The ad sales world is still buzzing about the game of musical chairs played by top-level executives at NBCUniversal and Turner Broadcasting and waiting for the next shoes to drop.
The big bombshells hit October 24 when Linda Yaccarino left her post as executive VP and chief operating officer for advertising sales and acquisitions at Turner Entertainment Networks, to join NBC Universal, though at press time NBCU has made no announcement that she’s been hired.
Then David Cassaro, the Comcast veteran who in January had been put in charge of NBCU’s cable ad sales by Comcast’s choice as NBCU’s new CEO, Steve Burke, told his staff he was leaving, not coincidentally creating an opening for Yaccarino.
Behind the scenes, Yaccarino’s contract was up at the end of the year and while negotiating with Turner she was looking for a bigger job. Her broader ambitions at Turner were blocked by the company’s structure and the presence of the well-regarded David Levy, who in addition to being head of advertising, is also in charge of sports and distribution. Levy, of course, doesn’t appear to be going anywhere.
After working at Turner for 18 years, the negotiating window in Yaccarino’s contract closed Friday, October 21. She sought an extension, sources said. Turner gave her the weekend, and wanted a commitment by the following Monday.
For Yaccarino, one bigger job would be at NBCU overseeing both broadcast and cable ad sales as Mike Pilot had when GE controlled the media company. Many observers expected Cassaro’s portfolio to include both broadcast and cable when Comcast took over, but that didn’t happen, so the expectation is it won’t happen for Yaccarino either.
Some observers say NBCU is so big it needs someone with authority over both sides of TV to make the cable networks leave a few dollars on the table and accept deals that could benefit the broadcast network and the broadcast network accept deals that could benefit the cable operations.
That would have been a huge job, but in a place like NBCU, populated by powerful executives with big personalities and sharp elbows, any plan to shift that much power raised objections. Some executives said there was enough concern from high-ranking execs like NBC Chairman Ted Harbert, who now has the network’s ad sales head Marianne Gambelli reporting to him, to shoot down the plan.
Left with a weekend to decide if he wanted Yaccarino, Burke opted to ask Cassaro, who had managed a strong upfront performance, to step down, creating a convenient opening. Cassaro’s job is somewhat larger than the one at Turner in terms of revenue and probably carries a bigger paycheck. But Yaccarino loses the oversight over acquired programming she had at Turner.

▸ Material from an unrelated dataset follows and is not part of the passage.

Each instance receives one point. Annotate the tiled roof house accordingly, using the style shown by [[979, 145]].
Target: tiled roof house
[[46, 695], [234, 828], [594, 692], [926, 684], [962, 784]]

If the paperwork clears and Yaccarino - who came recommended by Mark Lazarus, the former Turner executive now running NBC Sports, and Pat Fili-Krushel, NBCU’s head of human resources who had previous been with Turner parent Time Warner - joins NBCU, she will report to the company’s high-profile cable execs Bonnie Hammer and Lauren Zalaznick.
While Yaccarino might want to bring in some people, the move may still benefit former NBCU Cable staffers, who worried that plum positions would go to execs who’d worked under Cassaro at Comcast Networks. Sources said Cassaro had plans to reorganize the NBCU Cable sales force, but couldn’t get both Hammer and Zalaznick to sign off.

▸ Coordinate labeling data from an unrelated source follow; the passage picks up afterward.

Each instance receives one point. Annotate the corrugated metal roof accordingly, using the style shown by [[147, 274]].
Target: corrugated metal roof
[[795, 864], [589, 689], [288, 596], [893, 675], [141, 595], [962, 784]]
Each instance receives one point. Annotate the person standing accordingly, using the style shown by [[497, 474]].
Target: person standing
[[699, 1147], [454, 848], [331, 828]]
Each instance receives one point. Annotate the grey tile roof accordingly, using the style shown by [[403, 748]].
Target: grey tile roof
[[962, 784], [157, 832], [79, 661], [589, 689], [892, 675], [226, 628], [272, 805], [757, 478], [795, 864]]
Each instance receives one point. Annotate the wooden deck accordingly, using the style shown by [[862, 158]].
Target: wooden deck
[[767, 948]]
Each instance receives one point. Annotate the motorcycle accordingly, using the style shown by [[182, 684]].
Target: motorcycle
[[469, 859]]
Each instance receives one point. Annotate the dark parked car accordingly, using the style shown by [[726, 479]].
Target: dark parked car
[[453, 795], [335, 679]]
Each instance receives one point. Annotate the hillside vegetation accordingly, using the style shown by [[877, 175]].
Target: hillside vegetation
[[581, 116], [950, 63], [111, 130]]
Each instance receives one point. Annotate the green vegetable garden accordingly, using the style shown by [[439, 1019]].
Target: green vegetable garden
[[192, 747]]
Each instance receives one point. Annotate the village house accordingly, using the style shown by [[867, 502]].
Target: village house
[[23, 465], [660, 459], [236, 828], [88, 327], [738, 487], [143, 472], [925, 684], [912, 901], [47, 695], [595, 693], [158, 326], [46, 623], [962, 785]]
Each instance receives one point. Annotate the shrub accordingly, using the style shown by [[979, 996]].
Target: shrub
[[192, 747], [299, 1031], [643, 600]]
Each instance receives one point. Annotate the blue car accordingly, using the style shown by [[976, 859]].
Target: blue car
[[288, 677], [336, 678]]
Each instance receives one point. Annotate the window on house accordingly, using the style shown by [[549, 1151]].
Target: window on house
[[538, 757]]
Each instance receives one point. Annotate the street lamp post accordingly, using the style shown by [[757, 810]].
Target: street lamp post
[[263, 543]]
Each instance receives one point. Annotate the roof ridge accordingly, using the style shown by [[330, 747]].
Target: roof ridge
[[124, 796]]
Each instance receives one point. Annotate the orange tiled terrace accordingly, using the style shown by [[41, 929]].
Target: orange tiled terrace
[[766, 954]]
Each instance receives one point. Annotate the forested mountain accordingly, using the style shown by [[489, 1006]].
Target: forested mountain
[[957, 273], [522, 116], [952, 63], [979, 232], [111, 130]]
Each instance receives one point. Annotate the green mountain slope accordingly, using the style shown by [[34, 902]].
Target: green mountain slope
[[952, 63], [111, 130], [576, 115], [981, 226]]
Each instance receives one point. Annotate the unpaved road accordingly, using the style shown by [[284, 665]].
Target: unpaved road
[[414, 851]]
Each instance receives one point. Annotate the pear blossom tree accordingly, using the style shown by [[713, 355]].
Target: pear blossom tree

Meanwhile, back at Turner, David Levy has become a very popular guy with a huge job or some large jobs to fill, depending on hew decides to replace Yaccarino. In his memo to staff he praised Yaccarino’s contribution but noted that the network has a deep bench of sales staff.
The departure of Yaccarino could create headroom for some of Turner’s top sales execs. Instead of naming one exec to fill her shoes, Levy could opt to promote execss at each of the entertainment networks, TNT, TBS and TruTV.
Or, some observers speculated, that because NBC hired a big name, Levy might want to go out and hire a big name as well.